The door opened and Mary Jane's smiling face looked out, her eyes perching on Rune. "Are you the one who's in charge of lunch?"
Rune smiled. "You betcha."
"We should probably get a head start on it… We were thinking in terms of salads. Oh, and how's that copying coming?"
Rune saluted with a smile. "It's on its way."
The next day at eleven-thirty Sam Healy picked her up outside of L &R and they drove north.
"It's just a station wagon." Rune, looking around inside, was mildly disappointed.
Sam Healy said, "But it's blue and white, at least." It also hadbomb squad stenciled in large white letters on the side. And a cage, empty at the moment, that he explained was for the dogs that sniffed out explosives. "You were expecting…?"
"I don't know. High-tech stuff, like in the movies."
"Life is generally a lot lower-tech than Hollywood."
"True."
They drove out of Manhattan to the NYPD explosives disposal facility on Rodman's Neck in the Bronx.
"Oh, wow, check this place out. This is totally audacious."
It was essentially a junkyard without the junk. Her feet bounced up and down on the floorboards as they pulled through the gate in the chain-link fence, crowned with spirals of razor wire.
To their left was the police shooting range. Rune heard the short cracks from pistols. To their right were several small red sheds. "That's where we keep our own explosives," Healy explained.
"Your own?"
"Most of the time we don't dismantle devices. We bring them here and blow them up."
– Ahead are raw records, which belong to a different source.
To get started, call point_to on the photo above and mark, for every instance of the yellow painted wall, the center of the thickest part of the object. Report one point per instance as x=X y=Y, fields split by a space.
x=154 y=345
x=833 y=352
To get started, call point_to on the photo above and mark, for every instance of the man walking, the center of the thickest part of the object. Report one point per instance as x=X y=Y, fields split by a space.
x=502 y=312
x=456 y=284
Rune picked up her camera and battery pack from the backseat. There was a green jumpsuit there. She hadn't noticed it before. She tried to pick it up. It was very heavy. The helmet had a green tube, probably for ventilation, coming out of the top and hanging down the back. It looked just like an alien's head.
"Wow, what's that?"
"Bomb suit. Kevlar panels in fireproof cloth."
"Is that what you wear when you disarm bombs?"
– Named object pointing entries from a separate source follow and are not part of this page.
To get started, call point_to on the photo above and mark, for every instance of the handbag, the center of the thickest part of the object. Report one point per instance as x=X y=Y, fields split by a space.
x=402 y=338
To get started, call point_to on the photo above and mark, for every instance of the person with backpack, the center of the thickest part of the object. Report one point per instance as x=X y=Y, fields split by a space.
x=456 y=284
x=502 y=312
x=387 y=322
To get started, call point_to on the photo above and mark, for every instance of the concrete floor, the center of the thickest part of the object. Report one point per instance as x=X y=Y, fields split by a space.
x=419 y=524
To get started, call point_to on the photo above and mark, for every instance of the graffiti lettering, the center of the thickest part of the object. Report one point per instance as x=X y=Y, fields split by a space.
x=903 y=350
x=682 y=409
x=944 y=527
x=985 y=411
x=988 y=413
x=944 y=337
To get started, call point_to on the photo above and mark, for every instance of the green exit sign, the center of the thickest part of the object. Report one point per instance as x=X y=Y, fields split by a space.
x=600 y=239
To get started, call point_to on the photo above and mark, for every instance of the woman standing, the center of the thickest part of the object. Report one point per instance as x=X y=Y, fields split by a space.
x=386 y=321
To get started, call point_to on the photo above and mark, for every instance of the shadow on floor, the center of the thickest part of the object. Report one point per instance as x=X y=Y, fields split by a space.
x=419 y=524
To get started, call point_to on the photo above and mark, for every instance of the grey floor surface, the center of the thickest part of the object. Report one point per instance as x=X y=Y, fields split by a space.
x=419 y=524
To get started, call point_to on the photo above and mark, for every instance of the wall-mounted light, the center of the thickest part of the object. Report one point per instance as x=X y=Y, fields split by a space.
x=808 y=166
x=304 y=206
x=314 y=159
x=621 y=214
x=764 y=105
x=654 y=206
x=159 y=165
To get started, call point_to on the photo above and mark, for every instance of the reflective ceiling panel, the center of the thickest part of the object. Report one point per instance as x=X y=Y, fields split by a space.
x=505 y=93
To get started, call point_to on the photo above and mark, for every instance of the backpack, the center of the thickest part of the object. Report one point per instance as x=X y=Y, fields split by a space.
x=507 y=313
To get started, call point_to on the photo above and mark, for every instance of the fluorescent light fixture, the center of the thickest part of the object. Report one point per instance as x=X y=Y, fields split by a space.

"You don't call them bombs."
"No?"
"They're lEDs. Improvised explosive devices. The Department's a lot like the military. We use initials a lot."
They walked into a low cinder-block building that reeked of city government budget. A single, overworked air conditioner groaned in the corner. Healy nodded at a couple uniformed officers. He carried a blue zipper bag.
She glanced at a poster. rules for boiling dynamite.
There were dozens of others, all with bullet points of procedures on them. The clinical language was chilling.
In the event of consciousness after a detonation, attempt to retrieve any severed body parts…
Jesus…
He noticed what she was reading and, maybe to distract her from the gruesome details, asked, "Hey, want to hear the basic lecture on explosive ordnance disposal?"
She looked away from the section on improvising tourniquets and said, "I guess."
"There are only two goals in dealing with explosives. First, to avoid human injury. Destroy or disarm by remote if at all possible. Goal number two is to avoid injury to property. Most of our work involves investigating suspicious packages and sweeps of consulates and airports and abortion clinics. Things like that."
"You make it sound, I don't know, routine."
"Most of it is. But we also got odd jobs, like a couple weeks ago-some kid buys a sixty-millimeter mortar shell from an army-navy store in Brooklyn and takes it home. He and his brother're in the backyard playing catch with it. Supposed to be a dummy-all the powder drained out. Only the kid's father was in Nam and he thinks it looks funny. Takes it to the local precinct station. Turns out it was live."